One of the great saints who exemplified through her action the famous quote of Benjamin Franklin, “Instead of cursing darkness, light a candle”, was the saint of the gutter, Mother Teresa. She found extreme poverty around the place where she lived and worked. It brought tears to her eyes but even through those misty eyes she could see clearly what she had to do for the suffering of the world. Like many of us she too could have blamed government policies, complained against the less-caring human beings, cursed the rich and gone on to preach to them about the love of God and love of neighbour. Instead, she picked up a cloth bag with two saris and `5 and took up a gigantic task. Did she succeed in wiping out poverty from the streets of Kolkata? No. But she certainly wiped tears from the eyes and reduced the pain of rejection and loneliness from the lives of millions. Many men and women of goodwill, regardless of which faith they belonged to, joined her in her mission and were transformed in their own personal life because of their involvement with the poorest of the poor. She opened their eyes to the needs of others.

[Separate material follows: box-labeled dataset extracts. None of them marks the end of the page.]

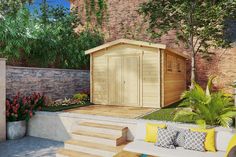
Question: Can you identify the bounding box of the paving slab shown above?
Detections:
[0,136,64,157]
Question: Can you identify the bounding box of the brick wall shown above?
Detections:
[74,0,236,92]
[6,66,89,99]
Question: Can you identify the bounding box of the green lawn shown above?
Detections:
[142,102,194,123]
[42,102,91,112]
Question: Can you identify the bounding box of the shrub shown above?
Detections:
[6,93,46,122]
[73,93,89,101]
[175,77,236,127]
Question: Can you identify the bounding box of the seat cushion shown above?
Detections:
[124,140,225,157]
[184,131,206,152]
[155,128,177,149]
[226,134,236,157]
[191,128,216,152]
[216,131,234,151]
[167,125,188,147]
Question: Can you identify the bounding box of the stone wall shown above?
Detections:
[7,66,89,100]
[72,0,236,92]
[0,58,6,141]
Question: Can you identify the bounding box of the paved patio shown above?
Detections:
[0,136,64,157]
[65,105,156,118]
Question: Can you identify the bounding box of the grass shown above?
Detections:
[142,102,194,123]
[42,102,91,112]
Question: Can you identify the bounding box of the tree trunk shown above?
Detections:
[233,80,236,128]
[190,54,196,89]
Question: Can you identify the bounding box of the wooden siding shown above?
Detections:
[90,40,186,108]
[91,51,108,104]
[142,49,160,108]
[163,50,186,106]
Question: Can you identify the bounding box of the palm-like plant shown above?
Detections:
[174,77,236,128]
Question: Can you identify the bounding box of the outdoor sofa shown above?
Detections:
[124,122,234,157]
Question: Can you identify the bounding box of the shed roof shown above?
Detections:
[85,39,189,59]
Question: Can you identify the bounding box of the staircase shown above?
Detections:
[57,122,128,157]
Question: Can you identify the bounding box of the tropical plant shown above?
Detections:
[139,0,236,87]
[174,77,236,127]
[6,93,46,122]
[0,0,32,16]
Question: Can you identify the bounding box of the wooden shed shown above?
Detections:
[85,39,188,108]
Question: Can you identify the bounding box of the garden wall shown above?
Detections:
[6,66,89,99]
[0,58,6,141]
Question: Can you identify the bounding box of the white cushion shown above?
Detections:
[135,121,146,140]
[216,131,234,151]
[124,140,225,157]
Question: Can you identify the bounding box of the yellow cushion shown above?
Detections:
[191,129,216,152]
[145,123,166,143]
[225,135,236,157]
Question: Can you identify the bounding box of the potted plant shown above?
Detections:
[6,93,45,139]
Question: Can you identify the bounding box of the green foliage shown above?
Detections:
[175,78,236,127]
[139,0,236,83]
[73,93,89,101]
[0,0,32,16]
[6,93,46,122]
[0,4,104,69]
[0,8,32,58]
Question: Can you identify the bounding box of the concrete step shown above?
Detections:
[78,122,128,136]
[65,140,120,157]
[56,148,101,157]
[72,130,126,146]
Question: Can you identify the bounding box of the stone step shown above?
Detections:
[72,130,126,146]
[65,140,120,157]
[56,148,101,157]
[78,122,128,136]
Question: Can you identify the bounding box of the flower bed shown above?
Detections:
[6,93,46,122]
[42,93,91,112]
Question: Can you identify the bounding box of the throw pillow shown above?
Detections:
[225,135,236,157]
[184,131,206,152]
[227,146,236,157]
[167,125,188,147]
[155,128,177,149]
[145,123,166,143]
[191,129,216,152]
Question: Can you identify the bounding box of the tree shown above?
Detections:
[0,0,32,16]
[0,4,104,69]
[139,0,236,88]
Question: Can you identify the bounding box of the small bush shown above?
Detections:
[73,93,89,101]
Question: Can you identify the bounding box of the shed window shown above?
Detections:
[176,58,182,72]
[167,55,173,72]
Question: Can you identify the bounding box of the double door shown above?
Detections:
[108,55,140,106]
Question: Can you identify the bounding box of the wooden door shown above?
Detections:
[108,56,122,105]
[122,55,140,106]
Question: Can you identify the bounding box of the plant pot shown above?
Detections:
[7,120,26,140]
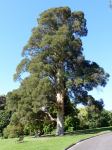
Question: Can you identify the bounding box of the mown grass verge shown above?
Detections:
[0,127,112,150]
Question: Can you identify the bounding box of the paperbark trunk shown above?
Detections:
[56,92,64,135]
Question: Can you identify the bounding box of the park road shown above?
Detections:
[68,132,112,150]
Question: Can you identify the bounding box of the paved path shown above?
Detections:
[68,132,112,150]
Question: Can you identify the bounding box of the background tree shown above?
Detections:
[14,7,109,135]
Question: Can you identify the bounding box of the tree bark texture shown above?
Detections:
[56,92,64,135]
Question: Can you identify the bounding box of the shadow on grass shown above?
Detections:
[34,127,112,138]
[65,127,112,135]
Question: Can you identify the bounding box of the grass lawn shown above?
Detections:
[0,127,112,150]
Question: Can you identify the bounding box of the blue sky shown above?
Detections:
[0,0,112,110]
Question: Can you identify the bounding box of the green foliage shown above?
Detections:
[4,7,109,136]
[3,125,23,138]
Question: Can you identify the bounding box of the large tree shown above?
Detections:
[14,7,109,135]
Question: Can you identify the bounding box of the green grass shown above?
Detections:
[0,127,112,150]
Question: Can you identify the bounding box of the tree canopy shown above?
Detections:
[8,7,109,135]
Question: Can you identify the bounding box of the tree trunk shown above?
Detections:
[56,93,64,135]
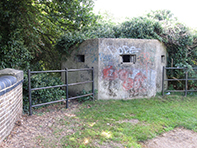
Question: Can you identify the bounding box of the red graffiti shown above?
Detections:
[118,69,129,81]
[103,66,147,93]
[103,66,118,80]
[134,72,146,92]
[122,78,133,91]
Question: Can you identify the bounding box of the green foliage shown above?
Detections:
[56,10,197,89]
[116,17,163,41]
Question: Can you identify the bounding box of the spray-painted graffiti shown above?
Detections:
[118,46,141,54]
[103,66,147,94]
[104,45,141,55]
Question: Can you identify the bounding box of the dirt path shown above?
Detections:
[0,102,197,148]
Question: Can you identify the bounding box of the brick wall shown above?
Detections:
[0,69,23,143]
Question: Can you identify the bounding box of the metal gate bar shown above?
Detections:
[162,66,197,96]
[28,67,94,116]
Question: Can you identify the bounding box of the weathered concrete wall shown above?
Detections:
[98,39,166,99]
[0,68,23,143]
[61,39,98,96]
[62,38,167,99]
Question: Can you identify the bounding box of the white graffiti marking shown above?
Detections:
[118,46,141,54]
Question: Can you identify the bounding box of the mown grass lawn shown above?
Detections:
[42,95,197,147]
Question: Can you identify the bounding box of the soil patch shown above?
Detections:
[0,100,197,148]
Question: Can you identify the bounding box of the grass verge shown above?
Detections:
[36,95,197,148]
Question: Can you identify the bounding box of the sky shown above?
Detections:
[94,0,197,28]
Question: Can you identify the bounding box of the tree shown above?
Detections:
[0,0,94,69]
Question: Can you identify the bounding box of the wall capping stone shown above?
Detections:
[0,68,24,143]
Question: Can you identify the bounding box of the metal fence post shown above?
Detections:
[185,71,188,97]
[28,69,32,116]
[65,68,68,108]
[162,66,165,96]
[92,67,94,100]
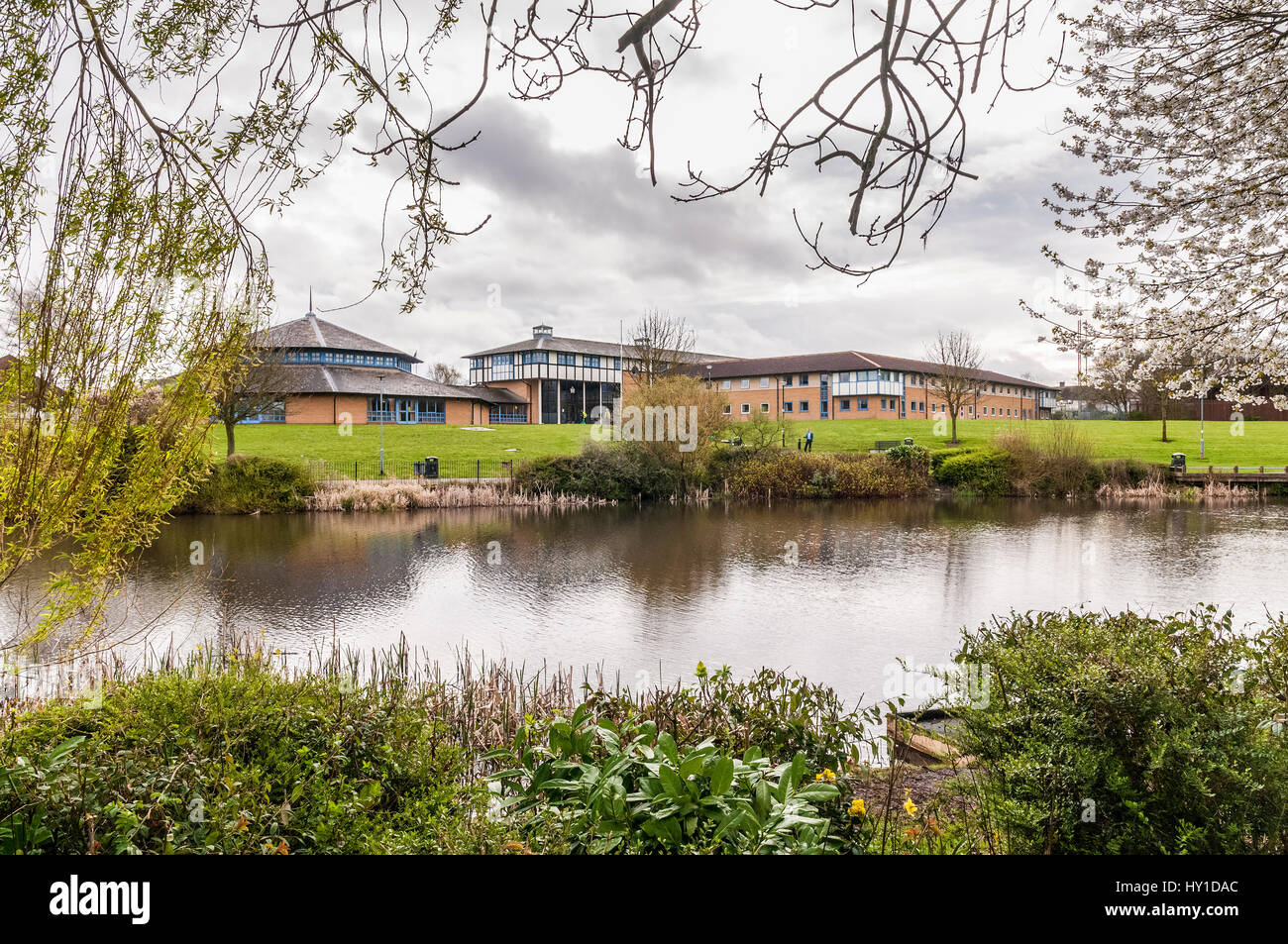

There are others who get involved with some other forms of positive action. For instance, have we ever tried to meet elderly people who are alone and lonely in our own neighbourhood? Many of them have enough money and other comforts. But loneliness in their lives can be as terrible, if not worse, as physical hunger. Engaging with the elderly people won’t cost anyone anything. All that one requires is to find some time to go and talk to them or to listen to their life stories.

Visiting people in the hospital, especially those suffering for a long time and those who have no one to visit them, can be a good way to do something positive for the sick and needy. Another fulfilling deed that I have found in life is to visit prisoners in jails. Some of them are languishing there for no fault or crime of theirs — for them, being closed behind bars for months and sometimes years can be like a slow death.

Yes! It all depends on how we look at the world and how we would like to respond to various realities of life and I have found that being positive in life makes a world of difference to the self and others.

— Father Dominic Emmanuel, a founder-member of Parliament of Religions, is currently the director of communication of the Delhi Catholic Church. He was awarded the National Communal Harmony Award 2008 by the Government of India.